416.7mm x 270.6mm x 33.1-36.1mm
Weight7.76lbs / 3.52kg
ExtrasPremierColor display
Flash reader (SD/Mini SD, MS/Duo/Pro/Pro Duo)
USB 3.0
SIM card slot
Optional WWAN
Fingerprint reader
Backlit keyboard
Trackpoint
Warranty3-year parts and labor
PricingStarts at $1,614
As configured: $4,533

On the hardware side, the Dell Precision M6700 certainly has a lot going for it. While Dell's BIOS doesn't allow for any overclocking, the Intel Core i7-3920XM is still an incredibly fast processor, with a nominal clock speed of 2.9GHz, able to turbo up to 3.6GHz on all four cores, 3.7GHz on two cores, or 3.8GHz on one core. These turbo speeds put it within striking distance of desktop Ivy Bridge CPUs.

The NVIDIA Quadro K5000M is an interesting story in and of itself. While last generation's mobile workstation GPUs continued to be served by die harvesting GF100, the K5000M inherits all the strengths and disadvantages of GK104. Single precision performance should be top flight, but GK104 is more of a gaming chip than a compute chip (similar to GF104/GF114), and so its double precision performance is liable to be below last generation's Quadro 5010M, and we'll see when we get to the workstation benchmarks. For this reason, the 5010M continues to be available.

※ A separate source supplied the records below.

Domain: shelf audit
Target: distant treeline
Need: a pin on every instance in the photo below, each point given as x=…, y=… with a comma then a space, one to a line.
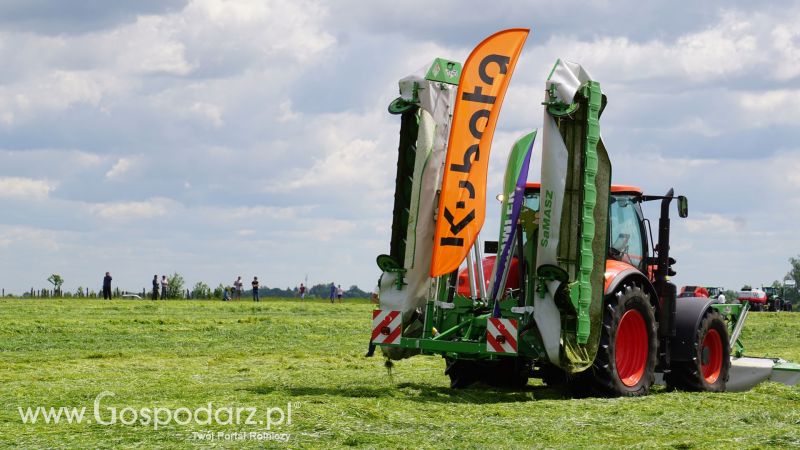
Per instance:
x=199, y=291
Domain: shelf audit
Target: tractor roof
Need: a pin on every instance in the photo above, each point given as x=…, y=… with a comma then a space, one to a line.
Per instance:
x=615, y=188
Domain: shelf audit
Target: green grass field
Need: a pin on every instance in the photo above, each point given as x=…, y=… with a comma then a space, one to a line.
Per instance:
x=310, y=356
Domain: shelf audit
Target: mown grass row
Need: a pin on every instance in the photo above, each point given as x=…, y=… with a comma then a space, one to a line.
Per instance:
x=188, y=353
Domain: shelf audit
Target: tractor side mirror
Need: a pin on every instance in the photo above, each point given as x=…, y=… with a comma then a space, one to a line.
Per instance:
x=683, y=206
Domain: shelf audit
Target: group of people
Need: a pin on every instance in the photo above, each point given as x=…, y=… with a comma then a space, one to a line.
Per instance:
x=235, y=290
x=237, y=287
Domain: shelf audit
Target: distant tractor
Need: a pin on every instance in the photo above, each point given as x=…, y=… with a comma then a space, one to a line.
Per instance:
x=755, y=297
x=714, y=292
x=695, y=291
x=774, y=298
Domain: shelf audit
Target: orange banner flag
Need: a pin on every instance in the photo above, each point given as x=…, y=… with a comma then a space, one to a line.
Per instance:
x=462, y=202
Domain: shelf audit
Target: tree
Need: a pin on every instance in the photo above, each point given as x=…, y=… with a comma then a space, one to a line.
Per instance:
x=175, y=287
x=201, y=290
x=794, y=272
x=56, y=280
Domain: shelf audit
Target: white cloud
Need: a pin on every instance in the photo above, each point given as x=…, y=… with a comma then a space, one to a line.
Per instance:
x=123, y=211
x=28, y=237
x=715, y=223
x=54, y=91
x=25, y=188
x=771, y=107
x=123, y=166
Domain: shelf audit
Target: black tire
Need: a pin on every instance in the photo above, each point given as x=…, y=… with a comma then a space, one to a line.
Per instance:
x=637, y=359
x=708, y=370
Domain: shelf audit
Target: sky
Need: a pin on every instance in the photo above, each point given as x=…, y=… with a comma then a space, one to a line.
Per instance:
x=222, y=138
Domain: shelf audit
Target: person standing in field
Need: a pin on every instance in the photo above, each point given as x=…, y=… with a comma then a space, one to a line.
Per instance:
x=237, y=287
x=255, y=289
x=107, y=286
x=164, y=284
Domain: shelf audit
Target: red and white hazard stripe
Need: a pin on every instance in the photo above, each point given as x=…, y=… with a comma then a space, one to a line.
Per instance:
x=501, y=336
x=386, y=326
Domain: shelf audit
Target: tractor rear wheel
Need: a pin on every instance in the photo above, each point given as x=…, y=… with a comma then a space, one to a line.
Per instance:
x=626, y=359
x=711, y=360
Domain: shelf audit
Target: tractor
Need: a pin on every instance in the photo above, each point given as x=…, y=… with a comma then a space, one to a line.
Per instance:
x=577, y=291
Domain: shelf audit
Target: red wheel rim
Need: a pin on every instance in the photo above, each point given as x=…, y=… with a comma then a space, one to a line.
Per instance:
x=711, y=354
x=631, y=348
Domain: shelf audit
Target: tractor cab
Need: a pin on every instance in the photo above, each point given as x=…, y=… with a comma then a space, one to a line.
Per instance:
x=628, y=237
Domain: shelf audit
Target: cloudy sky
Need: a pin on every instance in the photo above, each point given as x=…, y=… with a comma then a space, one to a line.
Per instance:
x=221, y=138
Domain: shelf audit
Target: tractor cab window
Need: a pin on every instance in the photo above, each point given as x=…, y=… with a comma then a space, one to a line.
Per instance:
x=626, y=232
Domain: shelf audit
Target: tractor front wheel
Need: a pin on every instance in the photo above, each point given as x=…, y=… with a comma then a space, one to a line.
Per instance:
x=626, y=360
x=711, y=359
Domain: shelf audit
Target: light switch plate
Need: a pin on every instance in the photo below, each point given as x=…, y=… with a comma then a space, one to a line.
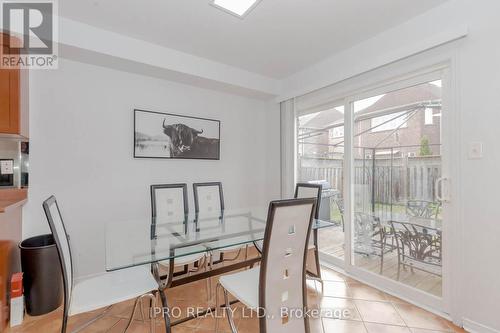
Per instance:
x=475, y=150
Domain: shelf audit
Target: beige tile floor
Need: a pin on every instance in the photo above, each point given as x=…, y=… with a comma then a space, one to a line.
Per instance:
x=368, y=310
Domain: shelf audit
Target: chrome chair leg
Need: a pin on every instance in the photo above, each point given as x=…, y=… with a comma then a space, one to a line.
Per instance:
x=229, y=312
x=209, y=280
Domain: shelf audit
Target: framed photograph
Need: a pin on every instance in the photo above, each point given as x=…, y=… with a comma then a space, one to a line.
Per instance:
x=165, y=135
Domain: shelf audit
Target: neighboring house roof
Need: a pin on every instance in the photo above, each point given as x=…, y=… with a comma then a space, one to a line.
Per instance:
x=421, y=93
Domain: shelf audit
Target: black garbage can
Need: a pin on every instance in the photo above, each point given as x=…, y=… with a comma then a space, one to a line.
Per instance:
x=42, y=279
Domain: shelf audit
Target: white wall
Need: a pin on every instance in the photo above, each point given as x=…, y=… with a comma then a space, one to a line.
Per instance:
x=82, y=145
x=476, y=69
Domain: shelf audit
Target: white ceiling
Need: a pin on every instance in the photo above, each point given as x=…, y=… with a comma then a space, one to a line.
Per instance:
x=277, y=39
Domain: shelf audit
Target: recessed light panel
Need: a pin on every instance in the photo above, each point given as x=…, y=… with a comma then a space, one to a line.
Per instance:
x=237, y=7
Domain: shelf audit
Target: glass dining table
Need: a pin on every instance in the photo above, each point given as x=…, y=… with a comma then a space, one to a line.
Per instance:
x=150, y=240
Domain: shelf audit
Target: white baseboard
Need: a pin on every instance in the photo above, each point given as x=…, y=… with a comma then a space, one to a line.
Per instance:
x=474, y=327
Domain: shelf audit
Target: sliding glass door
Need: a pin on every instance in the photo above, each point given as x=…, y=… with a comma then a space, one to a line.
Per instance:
x=380, y=155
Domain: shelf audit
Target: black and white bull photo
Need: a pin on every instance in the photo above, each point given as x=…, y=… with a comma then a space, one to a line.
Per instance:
x=161, y=135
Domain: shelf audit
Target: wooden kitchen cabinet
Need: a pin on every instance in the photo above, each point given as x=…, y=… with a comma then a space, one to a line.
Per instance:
x=9, y=99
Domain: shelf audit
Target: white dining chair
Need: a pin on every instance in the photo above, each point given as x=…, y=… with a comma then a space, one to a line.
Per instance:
x=280, y=281
x=99, y=291
x=169, y=204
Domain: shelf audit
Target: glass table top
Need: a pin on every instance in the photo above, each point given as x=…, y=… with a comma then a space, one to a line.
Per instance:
x=140, y=241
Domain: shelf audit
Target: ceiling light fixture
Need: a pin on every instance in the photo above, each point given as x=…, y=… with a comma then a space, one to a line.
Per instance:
x=239, y=8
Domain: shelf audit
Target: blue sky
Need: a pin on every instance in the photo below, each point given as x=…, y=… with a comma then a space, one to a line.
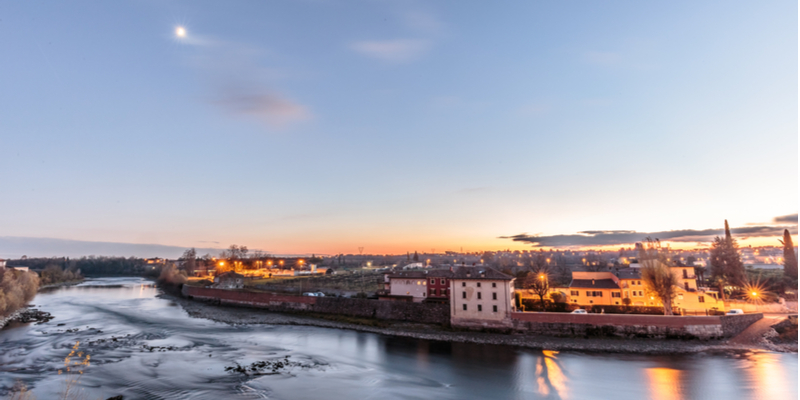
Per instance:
x=322, y=126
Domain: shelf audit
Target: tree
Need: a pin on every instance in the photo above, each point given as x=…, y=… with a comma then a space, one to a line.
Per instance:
x=190, y=259
x=789, y=257
x=538, y=280
x=656, y=274
x=726, y=263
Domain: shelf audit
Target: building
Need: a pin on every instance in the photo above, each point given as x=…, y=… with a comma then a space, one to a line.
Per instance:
x=229, y=280
x=481, y=297
x=606, y=288
x=406, y=286
x=594, y=288
x=439, y=285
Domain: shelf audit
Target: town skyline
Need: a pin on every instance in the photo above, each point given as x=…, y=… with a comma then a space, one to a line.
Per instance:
x=393, y=127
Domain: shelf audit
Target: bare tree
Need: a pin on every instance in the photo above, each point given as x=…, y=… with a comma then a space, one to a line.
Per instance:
x=656, y=274
x=538, y=280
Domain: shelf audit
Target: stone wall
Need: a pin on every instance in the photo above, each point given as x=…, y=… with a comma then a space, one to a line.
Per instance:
x=388, y=310
x=646, y=326
x=733, y=325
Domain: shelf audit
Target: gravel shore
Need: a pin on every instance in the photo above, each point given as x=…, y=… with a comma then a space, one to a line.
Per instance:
x=250, y=316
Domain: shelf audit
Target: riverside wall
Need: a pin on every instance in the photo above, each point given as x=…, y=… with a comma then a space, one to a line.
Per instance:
x=626, y=325
x=363, y=308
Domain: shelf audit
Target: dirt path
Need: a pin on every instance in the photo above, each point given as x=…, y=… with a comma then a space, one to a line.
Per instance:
x=754, y=333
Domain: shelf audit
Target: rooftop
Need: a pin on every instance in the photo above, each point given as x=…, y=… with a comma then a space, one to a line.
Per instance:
x=480, y=273
x=594, y=284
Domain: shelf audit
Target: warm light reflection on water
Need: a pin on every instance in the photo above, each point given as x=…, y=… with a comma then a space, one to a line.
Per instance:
x=357, y=364
x=664, y=383
x=768, y=377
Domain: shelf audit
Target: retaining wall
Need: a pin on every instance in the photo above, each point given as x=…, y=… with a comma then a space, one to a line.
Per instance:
x=388, y=310
x=649, y=326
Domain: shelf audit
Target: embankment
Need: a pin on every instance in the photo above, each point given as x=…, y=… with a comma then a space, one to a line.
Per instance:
x=361, y=308
x=629, y=326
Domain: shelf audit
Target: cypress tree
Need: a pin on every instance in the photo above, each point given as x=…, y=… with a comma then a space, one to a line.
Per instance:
x=789, y=257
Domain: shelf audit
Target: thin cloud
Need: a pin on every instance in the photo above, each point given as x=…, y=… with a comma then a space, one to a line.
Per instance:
x=241, y=86
x=786, y=219
x=621, y=237
x=400, y=50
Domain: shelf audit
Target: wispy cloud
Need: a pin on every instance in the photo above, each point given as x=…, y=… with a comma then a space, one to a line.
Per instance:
x=622, y=237
x=786, y=219
x=400, y=50
x=240, y=85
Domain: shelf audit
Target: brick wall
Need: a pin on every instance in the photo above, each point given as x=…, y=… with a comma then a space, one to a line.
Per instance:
x=649, y=326
x=389, y=310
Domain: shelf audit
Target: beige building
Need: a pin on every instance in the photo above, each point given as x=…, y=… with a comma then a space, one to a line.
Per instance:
x=594, y=288
x=689, y=298
x=413, y=285
x=481, y=297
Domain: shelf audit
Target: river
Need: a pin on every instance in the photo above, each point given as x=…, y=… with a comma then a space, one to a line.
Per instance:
x=189, y=357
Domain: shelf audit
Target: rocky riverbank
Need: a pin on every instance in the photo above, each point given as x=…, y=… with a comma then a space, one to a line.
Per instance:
x=62, y=284
x=237, y=316
x=25, y=315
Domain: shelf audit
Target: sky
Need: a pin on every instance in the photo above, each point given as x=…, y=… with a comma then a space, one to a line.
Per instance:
x=318, y=126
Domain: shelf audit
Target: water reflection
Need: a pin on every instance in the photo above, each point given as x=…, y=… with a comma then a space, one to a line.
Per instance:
x=664, y=383
x=355, y=364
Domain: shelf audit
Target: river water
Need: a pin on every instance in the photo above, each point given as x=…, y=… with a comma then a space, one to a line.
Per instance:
x=190, y=355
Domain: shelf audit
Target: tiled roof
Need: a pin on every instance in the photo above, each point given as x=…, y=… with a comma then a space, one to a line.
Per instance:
x=594, y=284
x=629, y=273
x=436, y=273
x=480, y=273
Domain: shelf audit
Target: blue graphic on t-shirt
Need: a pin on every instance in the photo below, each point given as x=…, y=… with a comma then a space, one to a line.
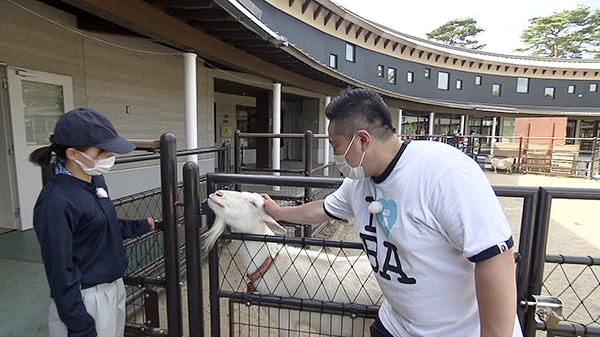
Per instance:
x=387, y=218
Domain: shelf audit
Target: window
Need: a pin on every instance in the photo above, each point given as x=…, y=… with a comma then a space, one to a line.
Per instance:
x=391, y=75
x=350, y=52
x=43, y=106
x=496, y=90
x=522, y=85
x=333, y=61
x=443, y=79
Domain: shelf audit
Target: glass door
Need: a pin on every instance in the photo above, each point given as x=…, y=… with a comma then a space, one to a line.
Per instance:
x=37, y=100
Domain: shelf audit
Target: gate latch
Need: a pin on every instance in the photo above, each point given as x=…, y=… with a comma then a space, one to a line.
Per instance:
x=548, y=308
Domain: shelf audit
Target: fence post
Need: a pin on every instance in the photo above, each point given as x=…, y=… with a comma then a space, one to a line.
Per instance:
x=193, y=224
x=308, y=140
x=594, y=144
x=227, y=156
x=236, y=151
x=526, y=238
x=538, y=257
x=168, y=179
x=519, y=154
x=213, y=272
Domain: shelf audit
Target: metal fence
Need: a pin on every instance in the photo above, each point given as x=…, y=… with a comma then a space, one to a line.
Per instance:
x=155, y=258
x=228, y=292
x=236, y=311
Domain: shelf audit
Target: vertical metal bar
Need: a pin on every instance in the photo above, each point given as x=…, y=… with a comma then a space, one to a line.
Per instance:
x=519, y=154
x=213, y=272
x=308, y=140
x=151, y=308
x=227, y=156
x=231, y=319
x=168, y=179
x=525, y=249
x=191, y=179
x=538, y=256
x=236, y=151
x=594, y=144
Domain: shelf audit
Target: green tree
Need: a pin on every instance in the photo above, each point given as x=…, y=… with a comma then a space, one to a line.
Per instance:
x=568, y=34
x=458, y=32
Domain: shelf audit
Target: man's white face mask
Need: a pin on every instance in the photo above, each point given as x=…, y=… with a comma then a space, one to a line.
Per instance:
x=101, y=166
x=347, y=170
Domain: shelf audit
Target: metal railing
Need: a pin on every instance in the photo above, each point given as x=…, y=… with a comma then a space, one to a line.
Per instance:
x=156, y=264
x=531, y=256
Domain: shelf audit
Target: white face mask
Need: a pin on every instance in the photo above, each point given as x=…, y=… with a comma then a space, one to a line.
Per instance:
x=347, y=170
x=101, y=166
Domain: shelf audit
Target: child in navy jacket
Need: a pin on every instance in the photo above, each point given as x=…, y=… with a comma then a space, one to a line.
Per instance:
x=76, y=224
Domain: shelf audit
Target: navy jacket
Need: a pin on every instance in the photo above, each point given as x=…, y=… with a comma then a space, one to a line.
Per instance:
x=82, y=244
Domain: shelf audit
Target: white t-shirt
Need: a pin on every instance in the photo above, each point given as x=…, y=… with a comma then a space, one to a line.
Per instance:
x=439, y=211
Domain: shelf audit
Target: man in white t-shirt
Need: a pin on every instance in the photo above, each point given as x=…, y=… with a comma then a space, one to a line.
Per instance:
x=430, y=223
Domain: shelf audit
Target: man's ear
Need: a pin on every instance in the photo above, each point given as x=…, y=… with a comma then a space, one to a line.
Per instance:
x=365, y=138
x=71, y=153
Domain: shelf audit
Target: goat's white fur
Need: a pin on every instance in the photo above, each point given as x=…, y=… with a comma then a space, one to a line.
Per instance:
x=502, y=163
x=296, y=272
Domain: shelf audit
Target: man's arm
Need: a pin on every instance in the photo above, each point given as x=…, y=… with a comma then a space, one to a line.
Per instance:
x=311, y=213
x=497, y=294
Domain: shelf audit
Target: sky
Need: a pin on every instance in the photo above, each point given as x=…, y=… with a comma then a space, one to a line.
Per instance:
x=503, y=21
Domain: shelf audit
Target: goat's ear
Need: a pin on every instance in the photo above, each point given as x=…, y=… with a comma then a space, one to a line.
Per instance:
x=274, y=226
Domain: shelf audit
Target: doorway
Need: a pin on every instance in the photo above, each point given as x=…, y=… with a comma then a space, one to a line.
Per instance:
x=36, y=101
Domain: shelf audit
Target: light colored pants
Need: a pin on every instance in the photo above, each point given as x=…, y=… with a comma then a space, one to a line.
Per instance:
x=104, y=302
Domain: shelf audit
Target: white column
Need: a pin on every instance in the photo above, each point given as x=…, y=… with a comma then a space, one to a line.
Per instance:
x=326, y=146
x=494, y=123
x=276, y=150
x=431, y=123
x=191, y=104
x=399, y=128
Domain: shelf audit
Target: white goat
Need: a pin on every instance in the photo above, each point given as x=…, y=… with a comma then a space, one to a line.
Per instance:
x=502, y=163
x=292, y=271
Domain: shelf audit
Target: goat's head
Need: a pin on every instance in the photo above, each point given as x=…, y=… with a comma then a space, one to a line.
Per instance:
x=244, y=212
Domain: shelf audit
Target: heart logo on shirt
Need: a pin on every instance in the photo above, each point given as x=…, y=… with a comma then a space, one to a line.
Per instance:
x=387, y=218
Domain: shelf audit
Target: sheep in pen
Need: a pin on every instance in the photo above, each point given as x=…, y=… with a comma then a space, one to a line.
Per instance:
x=289, y=271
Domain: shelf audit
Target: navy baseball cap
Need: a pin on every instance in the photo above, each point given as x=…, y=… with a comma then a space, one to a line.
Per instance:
x=86, y=127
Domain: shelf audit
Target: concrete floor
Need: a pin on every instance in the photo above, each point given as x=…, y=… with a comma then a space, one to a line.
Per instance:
x=24, y=290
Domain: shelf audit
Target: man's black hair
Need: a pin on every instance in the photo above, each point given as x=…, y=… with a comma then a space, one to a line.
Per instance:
x=360, y=108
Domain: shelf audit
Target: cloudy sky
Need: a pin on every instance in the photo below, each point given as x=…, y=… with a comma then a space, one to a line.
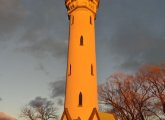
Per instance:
x=33, y=45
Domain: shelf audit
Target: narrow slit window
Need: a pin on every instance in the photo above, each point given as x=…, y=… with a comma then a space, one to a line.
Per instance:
x=90, y=20
x=81, y=41
x=72, y=20
x=92, y=73
x=70, y=69
x=80, y=99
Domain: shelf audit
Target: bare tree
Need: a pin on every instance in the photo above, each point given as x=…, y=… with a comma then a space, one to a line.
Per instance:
x=39, y=109
x=129, y=96
x=155, y=76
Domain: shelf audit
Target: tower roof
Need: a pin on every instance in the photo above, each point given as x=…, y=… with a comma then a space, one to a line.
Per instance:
x=92, y=5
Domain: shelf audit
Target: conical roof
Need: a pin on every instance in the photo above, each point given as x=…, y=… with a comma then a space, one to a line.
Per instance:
x=4, y=116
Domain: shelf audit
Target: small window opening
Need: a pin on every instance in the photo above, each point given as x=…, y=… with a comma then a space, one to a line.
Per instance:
x=70, y=69
x=92, y=73
x=72, y=21
x=81, y=41
x=90, y=20
x=80, y=99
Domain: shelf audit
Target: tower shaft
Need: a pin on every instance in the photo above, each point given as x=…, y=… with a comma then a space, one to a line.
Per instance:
x=81, y=100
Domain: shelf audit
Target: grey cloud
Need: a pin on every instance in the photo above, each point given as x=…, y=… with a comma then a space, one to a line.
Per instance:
x=39, y=101
x=57, y=88
x=60, y=102
x=134, y=31
x=11, y=14
x=45, y=28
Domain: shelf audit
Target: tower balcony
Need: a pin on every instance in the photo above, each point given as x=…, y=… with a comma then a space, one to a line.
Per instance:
x=92, y=5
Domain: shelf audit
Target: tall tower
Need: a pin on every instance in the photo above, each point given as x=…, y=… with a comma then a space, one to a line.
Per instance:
x=81, y=100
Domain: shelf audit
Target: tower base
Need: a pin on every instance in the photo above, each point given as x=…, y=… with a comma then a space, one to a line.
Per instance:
x=66, y=115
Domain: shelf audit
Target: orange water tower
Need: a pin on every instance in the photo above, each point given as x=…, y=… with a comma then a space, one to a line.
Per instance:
x=81, y=99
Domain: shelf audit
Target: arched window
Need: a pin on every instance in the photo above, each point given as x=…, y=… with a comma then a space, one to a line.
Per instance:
x=81, y=41
x=70, y=69
x=80, y=99
x=92, y=73
x=90, y=20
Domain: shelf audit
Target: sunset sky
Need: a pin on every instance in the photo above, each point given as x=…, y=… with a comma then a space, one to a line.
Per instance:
x=33, y=45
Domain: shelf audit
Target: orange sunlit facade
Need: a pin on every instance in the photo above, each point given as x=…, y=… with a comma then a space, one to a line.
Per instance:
x=81, y=100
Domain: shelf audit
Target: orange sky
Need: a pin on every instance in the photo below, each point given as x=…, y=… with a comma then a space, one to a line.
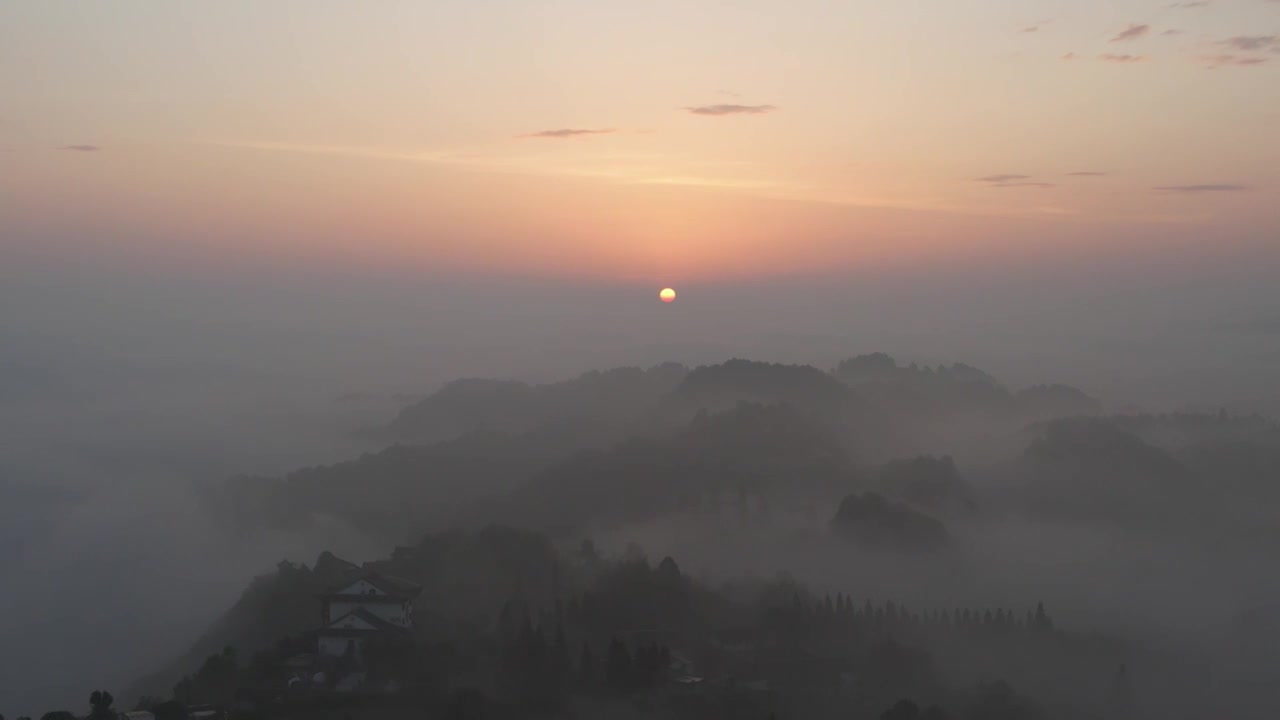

The K5000M is clocked slower than the current top of the line mobile gaming GPU, the GTX 680M, running at just 601MHz on the CUDA cores and 3GHz effective on the GDDR5, with no boost clock.

Internally, Dell also offers an mSATA port at SATA 6Gbps speed as well as two 2.5" drive bays and the ability to remove the optical drive and replace it with a third 2.5" bay, allowing for potentially four storage devices. Also included are a SIM card slot and space for a WWAN card. Externally you have a card reader, USB 2.0 and 3.0, ExpressCard/54, 6-pin FireWire, eSATA, and every modern display connector except DVI.

Rounding out the trimmings, our review unit has Dell's PremierColor IPS display which is touted to offer the full AdobeRGB gamut; this is essentially to compete with HP's own DreamColor display. Unfortunately we did run into some issues with PremierColor and our calibration/measurement software, ColorEyes Display Pro, which we'll discuss later on. But Dell has a healthy number of choices for displays, including a basic 900p display, 1080p, 120Hz 3D Vision Ready 1080p, and the PremierColor IPS panel.